Depuis que la région de Kharkiv n'est plus approvisionnée en nourriture et en médicaments, les personnes qui ont réussi à s'échapper viennent en Ukraine centrale pour reprendre leur souffle, faire le plein de leur voiture et dormir pendant au moins une heure sans le bruit perçant des sirènes de raid aérien. Certains de ceux qui ont réussi à s'échapper restent ici, en Ukraine centrale, sans possibilité d'aller plus loin.
L'Ukraine est le plus grand pays d'Europe. En temps de paix, la traversée d’est en ouest prenait une journée. En raison des bombardements, des pénuries de carburant et de la circulation dense, le même trajet prend maintenant près d'une semaine.
Quant à Krementchouk, je ne peux m'empêcher de m'émerveiller de la solidarité dont elle fait preuve en ces temps de crise. Jusqu'au 24 février, cette petite ville du centre de l'Ukraine n'avait jamais vu un tel déluge de personnes déplacées et désespérées. Depuis, plus de 12 000 personnes sont arrivées dans la ville. Beaucoup d'autres l’ont traversée. À l'heure où j’écris ces lignes, six sites sont prêts à offrir un abri pour la nuit ou pour une durée indéterminée. Les habitants donnent des vêtements, de la nourriture, des produits d'hygiène, des matelas, des couvertures et des oreillers aux nouveaux arrivants. Plusieurs comptes bancaires ont été ouverts pour collecter des fonds afin de répondre aux besoins des personnes déplacées.
Je sais avec certitude que dans les villes voisines telles que Kryvyï Rih, Oleksandria et Poltava - qui sont également devenues des centres de transit pour des milliers de personnes - une vaste action humanitaire spontanée est en cours.

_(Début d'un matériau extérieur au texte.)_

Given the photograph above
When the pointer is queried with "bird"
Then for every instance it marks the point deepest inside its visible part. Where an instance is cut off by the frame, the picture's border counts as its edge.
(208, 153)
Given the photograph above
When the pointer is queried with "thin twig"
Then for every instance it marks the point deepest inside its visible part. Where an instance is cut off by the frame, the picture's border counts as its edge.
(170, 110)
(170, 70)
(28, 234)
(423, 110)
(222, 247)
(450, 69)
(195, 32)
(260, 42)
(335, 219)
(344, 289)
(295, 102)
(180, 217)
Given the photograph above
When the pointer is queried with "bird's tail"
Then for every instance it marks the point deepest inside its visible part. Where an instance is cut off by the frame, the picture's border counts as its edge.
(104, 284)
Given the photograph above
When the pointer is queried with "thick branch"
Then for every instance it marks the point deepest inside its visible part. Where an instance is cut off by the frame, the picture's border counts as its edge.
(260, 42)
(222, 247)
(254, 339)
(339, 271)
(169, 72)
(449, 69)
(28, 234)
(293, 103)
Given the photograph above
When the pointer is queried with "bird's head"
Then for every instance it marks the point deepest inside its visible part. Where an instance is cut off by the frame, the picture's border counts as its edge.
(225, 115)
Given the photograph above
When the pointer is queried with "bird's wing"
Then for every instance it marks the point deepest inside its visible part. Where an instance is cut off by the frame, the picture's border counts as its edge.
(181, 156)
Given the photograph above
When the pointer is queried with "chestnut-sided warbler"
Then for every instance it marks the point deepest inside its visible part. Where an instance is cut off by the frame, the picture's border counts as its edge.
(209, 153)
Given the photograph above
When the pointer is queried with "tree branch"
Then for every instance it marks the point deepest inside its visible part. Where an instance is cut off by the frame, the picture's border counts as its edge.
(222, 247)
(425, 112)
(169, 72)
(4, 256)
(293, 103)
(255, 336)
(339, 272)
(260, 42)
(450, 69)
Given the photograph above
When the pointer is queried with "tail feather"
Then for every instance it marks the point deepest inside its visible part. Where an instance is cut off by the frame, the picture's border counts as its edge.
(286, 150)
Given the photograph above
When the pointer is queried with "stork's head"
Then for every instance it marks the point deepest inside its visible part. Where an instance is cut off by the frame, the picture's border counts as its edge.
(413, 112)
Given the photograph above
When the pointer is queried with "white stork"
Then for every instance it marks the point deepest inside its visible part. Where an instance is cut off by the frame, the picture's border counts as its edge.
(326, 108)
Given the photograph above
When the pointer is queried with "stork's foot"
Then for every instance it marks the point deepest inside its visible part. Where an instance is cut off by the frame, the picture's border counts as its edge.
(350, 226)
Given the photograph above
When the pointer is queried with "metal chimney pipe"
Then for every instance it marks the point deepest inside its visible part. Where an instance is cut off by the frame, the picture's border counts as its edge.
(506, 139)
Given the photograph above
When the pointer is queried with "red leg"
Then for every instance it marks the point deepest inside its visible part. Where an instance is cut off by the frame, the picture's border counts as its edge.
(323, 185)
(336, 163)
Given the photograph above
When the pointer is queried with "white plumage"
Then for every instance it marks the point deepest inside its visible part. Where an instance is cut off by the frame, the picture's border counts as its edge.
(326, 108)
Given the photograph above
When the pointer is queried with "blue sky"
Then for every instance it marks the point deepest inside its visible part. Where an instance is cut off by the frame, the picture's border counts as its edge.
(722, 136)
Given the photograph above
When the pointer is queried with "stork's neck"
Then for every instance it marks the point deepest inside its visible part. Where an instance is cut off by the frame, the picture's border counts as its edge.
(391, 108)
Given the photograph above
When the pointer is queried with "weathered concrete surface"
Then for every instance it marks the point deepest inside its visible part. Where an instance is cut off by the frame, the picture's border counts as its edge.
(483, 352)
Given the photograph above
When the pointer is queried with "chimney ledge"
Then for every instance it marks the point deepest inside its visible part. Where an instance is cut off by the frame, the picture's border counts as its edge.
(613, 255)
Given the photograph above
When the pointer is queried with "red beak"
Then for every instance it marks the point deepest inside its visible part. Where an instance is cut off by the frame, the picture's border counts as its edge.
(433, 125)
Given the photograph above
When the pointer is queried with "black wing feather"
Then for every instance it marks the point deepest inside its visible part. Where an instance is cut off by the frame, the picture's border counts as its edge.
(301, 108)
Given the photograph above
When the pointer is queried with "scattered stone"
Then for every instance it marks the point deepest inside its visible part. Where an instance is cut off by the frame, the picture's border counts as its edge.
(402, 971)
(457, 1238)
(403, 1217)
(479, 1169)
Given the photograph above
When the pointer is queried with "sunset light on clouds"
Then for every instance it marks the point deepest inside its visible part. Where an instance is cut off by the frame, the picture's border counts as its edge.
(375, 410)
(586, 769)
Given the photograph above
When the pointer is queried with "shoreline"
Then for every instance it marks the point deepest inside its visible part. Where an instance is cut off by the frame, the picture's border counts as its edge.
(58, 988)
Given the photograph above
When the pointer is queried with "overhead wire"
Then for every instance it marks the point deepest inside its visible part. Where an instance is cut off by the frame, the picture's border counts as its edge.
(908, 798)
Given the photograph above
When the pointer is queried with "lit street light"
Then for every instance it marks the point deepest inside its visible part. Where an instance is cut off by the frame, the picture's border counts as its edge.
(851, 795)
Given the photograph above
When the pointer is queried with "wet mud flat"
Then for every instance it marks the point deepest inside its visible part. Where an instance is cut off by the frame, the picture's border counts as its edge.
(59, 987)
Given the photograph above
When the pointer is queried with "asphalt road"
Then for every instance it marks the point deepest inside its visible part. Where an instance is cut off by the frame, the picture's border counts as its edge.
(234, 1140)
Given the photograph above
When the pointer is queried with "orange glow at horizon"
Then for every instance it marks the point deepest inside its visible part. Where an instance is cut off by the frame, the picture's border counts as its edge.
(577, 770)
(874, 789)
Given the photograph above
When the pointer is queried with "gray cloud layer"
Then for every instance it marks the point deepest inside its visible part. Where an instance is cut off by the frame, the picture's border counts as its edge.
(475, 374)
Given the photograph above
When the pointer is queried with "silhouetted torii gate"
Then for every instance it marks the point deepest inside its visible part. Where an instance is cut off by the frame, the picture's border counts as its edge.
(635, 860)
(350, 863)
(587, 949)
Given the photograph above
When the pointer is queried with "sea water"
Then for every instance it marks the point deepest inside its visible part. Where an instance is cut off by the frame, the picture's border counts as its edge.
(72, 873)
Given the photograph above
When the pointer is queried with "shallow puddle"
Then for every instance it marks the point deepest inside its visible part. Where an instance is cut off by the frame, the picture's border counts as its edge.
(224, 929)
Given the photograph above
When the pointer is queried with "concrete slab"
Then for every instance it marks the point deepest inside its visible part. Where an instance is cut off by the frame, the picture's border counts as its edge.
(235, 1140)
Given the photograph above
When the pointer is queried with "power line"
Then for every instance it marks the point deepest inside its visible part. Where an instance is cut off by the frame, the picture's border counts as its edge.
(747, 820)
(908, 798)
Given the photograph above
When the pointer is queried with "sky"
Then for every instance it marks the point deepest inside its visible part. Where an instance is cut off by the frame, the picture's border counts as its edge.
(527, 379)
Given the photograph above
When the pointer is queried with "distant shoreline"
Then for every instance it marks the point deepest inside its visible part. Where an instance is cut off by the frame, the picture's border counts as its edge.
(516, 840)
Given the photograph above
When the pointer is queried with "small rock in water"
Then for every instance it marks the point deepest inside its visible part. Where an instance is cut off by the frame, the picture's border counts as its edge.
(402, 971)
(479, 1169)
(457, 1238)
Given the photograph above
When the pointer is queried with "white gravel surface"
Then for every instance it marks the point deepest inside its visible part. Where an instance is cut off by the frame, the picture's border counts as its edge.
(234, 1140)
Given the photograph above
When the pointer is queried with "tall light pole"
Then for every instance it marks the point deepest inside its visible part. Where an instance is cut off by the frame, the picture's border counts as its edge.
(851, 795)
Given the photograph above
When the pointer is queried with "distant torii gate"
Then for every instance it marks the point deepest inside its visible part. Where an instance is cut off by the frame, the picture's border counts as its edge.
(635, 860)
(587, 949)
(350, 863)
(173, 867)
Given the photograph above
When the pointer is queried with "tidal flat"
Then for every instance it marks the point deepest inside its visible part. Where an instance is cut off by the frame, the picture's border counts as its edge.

Grâce aux efforts des habitants concernés, les besoins fondamentaux de chacun sont satisfaits et un toit leur est offert. Chaque jour, de nouvelles personnes arrivent.
La ville continue à fonctionner, et les réserves de nourriture, de médicaments et d'essence sont disponibles ; cependant, le taux de consommation augmente et désormais, après chaque nouveau jour de guerre, on trouve de plus en plus de rayons vides dans les supermarchés et de médicaments en rupture de stock.
Je crois fermement que nous survivrons à cette guerre. Croire est tout ce qu’il nous reste.